Other commenters characterized the Alt Right as a “think tank” where ideas can be shared and new ones are generated.
My Response: I agree with the commenters that the Alt Right is indeed changing minds and the Alt Right is also a fertile bed for new ideas.
While this is all true, my criticism remains. As @uncucktheright states, the timeline for change is 10 to 20 years. I believe that with organization, faster progress is possible.
The Alt Right believes the Establishment will fail to crush the movement
The commenters felt that the establishment would not be able to crush the Alt Right because the movement is too defuse to define. They felt the Alt Right could continue wage asymmetric warfare against the establishment using memes.
Judging by what recently happened to National Review, the Alt Righters might be correct.
After I wrote the article on the weaknesses of the Alt Right, National Review dedicated an entire issue to attacking the GOP frontrunner, Donald Trump. The effectiveness of National Review’s move remains to be seen, but the early feeling is that NR damaged themselves, not Trump.
Old-time conservative Phyllis Schlafly went so far as to predict NR’s demise within a year. Let’s hope she’s right.

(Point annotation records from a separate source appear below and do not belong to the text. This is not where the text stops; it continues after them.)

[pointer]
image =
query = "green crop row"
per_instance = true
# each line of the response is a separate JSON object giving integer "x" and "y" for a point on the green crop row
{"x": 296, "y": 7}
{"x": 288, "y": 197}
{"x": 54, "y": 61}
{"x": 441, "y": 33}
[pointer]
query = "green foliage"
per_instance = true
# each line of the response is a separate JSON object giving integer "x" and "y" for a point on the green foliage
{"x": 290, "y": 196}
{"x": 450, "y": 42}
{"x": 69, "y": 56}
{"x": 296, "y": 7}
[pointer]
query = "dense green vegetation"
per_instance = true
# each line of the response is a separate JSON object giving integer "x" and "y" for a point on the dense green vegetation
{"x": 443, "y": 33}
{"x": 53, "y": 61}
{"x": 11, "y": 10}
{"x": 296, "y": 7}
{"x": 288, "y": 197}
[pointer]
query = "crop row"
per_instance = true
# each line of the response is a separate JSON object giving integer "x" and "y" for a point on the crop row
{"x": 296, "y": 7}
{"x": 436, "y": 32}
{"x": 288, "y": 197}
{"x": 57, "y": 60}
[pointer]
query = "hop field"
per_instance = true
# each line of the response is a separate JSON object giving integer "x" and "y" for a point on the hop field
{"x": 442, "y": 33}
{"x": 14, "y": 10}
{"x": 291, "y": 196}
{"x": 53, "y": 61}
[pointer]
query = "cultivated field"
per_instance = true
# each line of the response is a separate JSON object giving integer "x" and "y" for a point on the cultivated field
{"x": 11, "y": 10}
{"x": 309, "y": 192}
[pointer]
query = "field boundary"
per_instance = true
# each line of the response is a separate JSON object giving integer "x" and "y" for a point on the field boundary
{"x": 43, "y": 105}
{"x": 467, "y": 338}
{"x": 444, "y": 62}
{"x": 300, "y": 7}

The Alt Right is a movement (phenomenon?) that is in a state of flux. There is definitely a tension between those who want to create an all white state (and perhaps even a pecking order among whites), and those who just want to stop insanely high levels of immigration, preserve their ethnic heritage, and live without constant government social engineering. Judging by the looks of it, the former group may be gaining the upper hand.